5. Look at the moonrise data on your table. As the Moon orbits the Earth, does it rise earlier or later each day? Why do you think this is?
6. Compare the times of moonrise, "overhead," and moonset for a single phase. From the time the Moon rises, how many hours does it take to be overhead? How many hours until it sets?
7. If the Moon rises at noon, what phase are you in? If the moon sets at sunrise, what phase is it? Explain, and include a sketch if you like.
8. You can use your table to estimate the time of moonrise for any phase of the Moon. Try it tonight! (Note: The actual times of moonrise and moonset depend on the latitude and the time of year, so the predicted values will not be exact.)
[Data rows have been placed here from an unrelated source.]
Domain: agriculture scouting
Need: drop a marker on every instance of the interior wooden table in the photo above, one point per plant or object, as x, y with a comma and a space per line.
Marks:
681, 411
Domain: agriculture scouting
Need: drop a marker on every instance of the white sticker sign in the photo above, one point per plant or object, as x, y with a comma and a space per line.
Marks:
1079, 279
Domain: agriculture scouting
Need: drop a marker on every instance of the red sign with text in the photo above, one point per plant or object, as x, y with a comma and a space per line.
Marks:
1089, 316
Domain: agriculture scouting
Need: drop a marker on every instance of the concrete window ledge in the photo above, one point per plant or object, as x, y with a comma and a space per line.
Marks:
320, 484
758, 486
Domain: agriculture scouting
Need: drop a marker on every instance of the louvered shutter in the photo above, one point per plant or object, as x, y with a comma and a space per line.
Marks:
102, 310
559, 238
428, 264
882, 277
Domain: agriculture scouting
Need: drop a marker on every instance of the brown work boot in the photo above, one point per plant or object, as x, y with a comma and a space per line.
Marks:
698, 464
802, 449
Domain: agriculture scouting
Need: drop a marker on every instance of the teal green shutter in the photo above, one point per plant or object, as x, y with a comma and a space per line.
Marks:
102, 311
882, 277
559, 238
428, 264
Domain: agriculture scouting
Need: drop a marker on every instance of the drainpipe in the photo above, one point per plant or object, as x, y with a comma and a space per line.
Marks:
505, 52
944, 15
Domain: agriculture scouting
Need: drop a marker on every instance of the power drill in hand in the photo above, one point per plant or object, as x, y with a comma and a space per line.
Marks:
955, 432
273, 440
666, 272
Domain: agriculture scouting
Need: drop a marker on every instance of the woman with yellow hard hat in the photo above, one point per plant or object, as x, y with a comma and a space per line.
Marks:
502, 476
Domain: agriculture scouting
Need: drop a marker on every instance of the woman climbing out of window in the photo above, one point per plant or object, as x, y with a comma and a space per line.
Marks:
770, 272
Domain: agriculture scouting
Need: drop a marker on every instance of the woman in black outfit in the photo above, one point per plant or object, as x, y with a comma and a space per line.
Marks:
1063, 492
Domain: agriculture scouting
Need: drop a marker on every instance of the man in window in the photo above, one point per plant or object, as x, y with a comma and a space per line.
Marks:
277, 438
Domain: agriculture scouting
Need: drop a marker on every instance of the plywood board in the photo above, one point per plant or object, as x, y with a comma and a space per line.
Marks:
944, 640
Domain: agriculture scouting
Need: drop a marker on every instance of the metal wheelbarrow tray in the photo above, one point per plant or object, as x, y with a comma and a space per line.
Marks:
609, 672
3. The lunar cycle starts with the New Moon, in which the Moon rises at about 6:00 AM. Each subsequent day, the Moon rises at a little bit later until it is a New Moon again. As you have seen, that cycle takes about 29.5 days. You can use a little bit of math to determine how much the moonrise time changes each day. (Note: This method gives you an average value. The time difference in moonrise from one day to the next does vary depending on the time of year.)
1. Each day of the lunar cycle, the Moon rises a little later than it did the previous day. Therefore, the 24-hour day can be divided up into 29.5 different moonrise intervals. To find the size of each interval, divide 24 by 29.5.
2. You now have a time interval in hours. To convert to minutes, multiply your answer by 60. This is the time difference in minutes between moonrises on consecutive days.
3. Test your answer using the Gizmo. Click Play and wait until the eastern end of the horizon line points to the Moon, then click Pause. Record the time of moonrise. Then, click Play and wait until the eastern end of the horizon line again points to the Moon the very next day. Record the time of the second moonrise. Compare your two moonrise times. Is the time difference similar to the difference you calculated in step b? What are the sources of error?